While aircraft in the Part 103 List meet this U.S. regulation, very similar (though not identical) programs are also offered in other countries. For example:
- 120 Kilogram Class — Germany and various other countries (120 kilograms is 264.5 pounds, very similar)
- SSDR (Single Seat DeRegulated) and Sub-70 Kilogram — UK and various other countries
- Microlight, and other 103-like regulations — France and various other countries
While the term “ultralight” is widely used in other countries, it generally means something larger than U.S. ultralights.
How To Use the Part 103 List
The Part 103 list has several columns that you can organize to help you find what you want.
The columns titled “Brand,” “Model,” Type,” and “Origin” can be sorted alphabetically A-Z or Z-A. For example, if you want to see only fixed-wing aircraft, click the small triangles near that column title and the list will reorganize as you’d expect.
If you are searching for a particular brand, sort that column. Same for Model. If you want to see only aircraft made in the USA, for example, sorting the Origin column will help.
The Heart of Affordable Aviation
Affordable means something different to almost everyone, but nearly every aircraft on the Part 103 List fits in the affordable category. All are less than $100,000 and some are less than $20,000, with a wide range in between.
Of course, since they’ve been around for 40 years, lots of used aircraft also are available.
Find the right aircraft for you on the list by clicking here.
Gotta Have a Two Seater?
Part 103 is strictly limited to a single seat. Not everyone will be satisfied by that constraint. Many pilots, in order to gain acceptance from their spouse or to satisfy a desire for more capability, insist they need two seats.
Of course, it’s fun to take somebody along, but how often do you actually do that?
I used to quote a survey that the Aircraft Owners and Pilots Association did for a number of years. It regularly showed the average occupancy of a GA airplane was 1.6 persons. Since GA airplanes are commonly four seaters and sometimes six seaters, that means such roomy aircraft are flown solo most of the time if the average of all flights is 1.6 persons.
If that’s true, then why do many pilots insist on a second seat in their light aircraft?
Compared to the overall expense of creating a new aircraft, the cost of adding a second seat and the necessary structure, engine power, additional fuel, and larger wing area should not, in theory, add a tremendous amount to the cost of building a two-seater.

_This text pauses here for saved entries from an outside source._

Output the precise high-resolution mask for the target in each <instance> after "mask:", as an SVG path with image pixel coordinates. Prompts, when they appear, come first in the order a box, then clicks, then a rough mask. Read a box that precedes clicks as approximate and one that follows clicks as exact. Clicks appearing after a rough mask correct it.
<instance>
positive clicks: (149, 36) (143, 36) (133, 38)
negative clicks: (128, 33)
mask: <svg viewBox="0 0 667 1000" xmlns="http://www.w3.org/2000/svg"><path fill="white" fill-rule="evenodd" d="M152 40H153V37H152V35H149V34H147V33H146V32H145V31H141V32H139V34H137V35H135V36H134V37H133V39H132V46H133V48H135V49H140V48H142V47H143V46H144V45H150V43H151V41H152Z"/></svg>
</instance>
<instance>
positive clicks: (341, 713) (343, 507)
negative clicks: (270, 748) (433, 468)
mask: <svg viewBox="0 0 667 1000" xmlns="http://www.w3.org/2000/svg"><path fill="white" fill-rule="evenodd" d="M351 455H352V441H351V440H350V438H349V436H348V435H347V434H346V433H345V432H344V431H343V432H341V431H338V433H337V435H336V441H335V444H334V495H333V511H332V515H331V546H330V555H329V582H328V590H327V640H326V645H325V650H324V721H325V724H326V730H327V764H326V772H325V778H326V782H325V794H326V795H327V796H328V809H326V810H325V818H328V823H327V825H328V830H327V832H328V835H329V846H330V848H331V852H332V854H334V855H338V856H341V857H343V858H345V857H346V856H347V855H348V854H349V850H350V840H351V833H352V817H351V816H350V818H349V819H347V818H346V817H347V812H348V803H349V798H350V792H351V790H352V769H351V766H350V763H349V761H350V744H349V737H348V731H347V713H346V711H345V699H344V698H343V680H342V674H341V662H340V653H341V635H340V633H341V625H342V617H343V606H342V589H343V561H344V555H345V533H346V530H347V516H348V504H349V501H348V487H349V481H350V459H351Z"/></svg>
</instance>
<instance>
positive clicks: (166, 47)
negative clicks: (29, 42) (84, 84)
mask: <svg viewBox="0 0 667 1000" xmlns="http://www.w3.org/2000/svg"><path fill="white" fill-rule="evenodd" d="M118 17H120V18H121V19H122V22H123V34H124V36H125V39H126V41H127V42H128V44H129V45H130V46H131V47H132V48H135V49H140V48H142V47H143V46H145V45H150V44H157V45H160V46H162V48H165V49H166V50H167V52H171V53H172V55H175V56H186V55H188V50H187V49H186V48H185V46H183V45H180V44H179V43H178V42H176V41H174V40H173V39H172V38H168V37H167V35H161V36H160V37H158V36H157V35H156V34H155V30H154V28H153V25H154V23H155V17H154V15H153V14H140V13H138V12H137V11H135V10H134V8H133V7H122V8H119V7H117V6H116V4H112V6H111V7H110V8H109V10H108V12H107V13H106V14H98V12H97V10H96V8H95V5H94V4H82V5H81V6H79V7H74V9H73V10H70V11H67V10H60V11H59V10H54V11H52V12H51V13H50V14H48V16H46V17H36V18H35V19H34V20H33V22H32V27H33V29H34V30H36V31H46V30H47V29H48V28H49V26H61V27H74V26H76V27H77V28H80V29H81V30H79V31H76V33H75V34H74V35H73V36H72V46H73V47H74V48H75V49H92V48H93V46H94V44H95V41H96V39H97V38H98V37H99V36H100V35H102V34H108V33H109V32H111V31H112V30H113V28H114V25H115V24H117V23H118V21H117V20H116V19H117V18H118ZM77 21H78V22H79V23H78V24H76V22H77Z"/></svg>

Perhaps it’s like the amplifier for your home theater. Once you decide you’ve got to have surround sound instead of just a couple of great speakers, you might have to upgrade everything in the system to make it all work. Airplanes are no different, of course.
I’ll give my opinion because I believe it is quite common. I’ve asked hundreds of pilots at airshows about this.
I enjoy flying solo because what I like best about flying is the great view from aloft, of flying over the countryside, and observing things on the ground. Sometimes seeing what I want means banking steeply to have a closer look. I don’t do that when I’m concerned about another person in the cockpit with me. I find these flight movements more tolerable (even enjoyable) when I don’t have to worry about a person in a second seat.
That’s not to say I never want to take a passenger. Sometimes doing so can be enormously satisfying and fun.
Flying with someone may be a great way to introduce them to aviation or it might at least keep them from voting to tax your local airport out of existence.
Nonetheless, flying solo has a special pleasure and in a Part 103 ultralight, you always fly solo.
Of course, this creates some challenges to gain instruction appropriate to that Part 103 aircraft, so two seaters are necessary.
When the FAA created the Sport Pilot/Light-Sport Aircraft regulation, it scrapped existing “two-seat ultralights” for LSA. Many of the aircraft that followed are not good trainers for genuine 103 ultralights but some are, including Quicksilver 2S, M-Squared’s Breese II, or the CGS Hawk II.